Je pensais que Belvès serait mon dernier 100, tant je sais que c'est une course très difficile, mais après deux jours de réflexion, à me balader dans ce coin magnifique et à suivre les flèches au sol, je me suis convaincue d'y retourner l'année prochaine. Ce sera sans objectif, avec une accompagnatrice vélo, et de l'eau en sus. Et la perf pour le coup, sera peut-être plus du côté de la cycliste à vélo, j'aurais peut-être plus à faire à l'encourager pour aller au bout, que de me préoccuper de mes douleurs.  Et tant pis pour les points clubs. 
Les 65 kms sur les 68 parcourus (en 6h28) ont été un vrai bonheur, et c'est ce que je retiens de la course. De grosses félicitations à ceux qui n'ont pas lâché l'affaire et qui sont arrivés bien loin de leur objectif du jour, je pense à Manu, Jimmy et bien sûr Rodolphe. Je souhaite que Patrice ce remette vite en selle, et j'ai aussi une pensée pour mon copain de club Alex, qui lui aussi a lâcher l'affaire. 
Des Félicitations aux trois premières de la course qui ont fait un beau parcours. Pour la petite histoire, la première termine en 9h38, la seconde en un peu plus de 9h50 et la troisième en 10h05 je crois. 

Quelques photos de notre périple touristique. Et puis, je ne sais pas si je dois y voir un signe, mais au château de Beynac, je suis tombée sur mon logeur Dédé, de la Transpyrénéa. Le dernier gîte où j'ai dormi avant mon arrivée à Hendaye et où j'ai cherché le petit déjeuner sur le frigo de la terrasse et que je n'ai pas trouvé. Et bien il m'en a reparlé et tiré les oreilles! Le Petit déj avait été déposé sur le frigo dans mon gîte, je l'avais devant mes yeux! (je ne l'ai pas entendu rentrer, tellement je devais dormir à points fermés) et je ne l'ai jamais vu...Cela m'aurait évité une belle hypo en arrivant à Hendaye!

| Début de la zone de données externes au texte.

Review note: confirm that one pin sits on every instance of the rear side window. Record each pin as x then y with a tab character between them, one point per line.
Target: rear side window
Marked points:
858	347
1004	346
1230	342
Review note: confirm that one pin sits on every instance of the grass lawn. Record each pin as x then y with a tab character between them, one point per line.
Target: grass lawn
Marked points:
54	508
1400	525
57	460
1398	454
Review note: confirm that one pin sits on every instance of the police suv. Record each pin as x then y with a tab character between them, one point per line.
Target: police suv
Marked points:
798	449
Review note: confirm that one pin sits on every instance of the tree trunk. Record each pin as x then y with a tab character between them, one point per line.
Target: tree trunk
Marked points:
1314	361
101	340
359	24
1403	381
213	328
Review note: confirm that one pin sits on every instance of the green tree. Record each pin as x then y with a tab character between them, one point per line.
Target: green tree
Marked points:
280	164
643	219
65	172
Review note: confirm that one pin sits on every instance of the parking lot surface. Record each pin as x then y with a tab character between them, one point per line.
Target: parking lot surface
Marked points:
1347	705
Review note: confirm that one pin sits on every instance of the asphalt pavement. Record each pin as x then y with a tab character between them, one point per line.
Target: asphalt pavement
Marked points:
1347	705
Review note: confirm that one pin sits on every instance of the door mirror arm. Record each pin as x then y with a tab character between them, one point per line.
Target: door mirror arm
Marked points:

Et maintenant place à la suite : 2è manche du TTD le 1er mai, marche au interclubs, puis Trail de la Vallée du Brevon dans mes montagnes Chablaisiennes, début juin. La vieille va arrêter de croire qu'elle est vieille parce qu'elle a passé la cinquantaine...mais ce qui fout les boules c'est quand on me demande si c'est pour bientôt. Quoi qui est pour bientôt? Ben la retraite! Deux fois qu'on me l'a demandé ce weekend, franchement, est-ce que j'ai une gueule à avoir l'âge de la retraite! J'en ai encore pour au moins 10 ans!  Le prochain, ou la prochaine qui m'en parle, il prend mon point dans la GUEULE!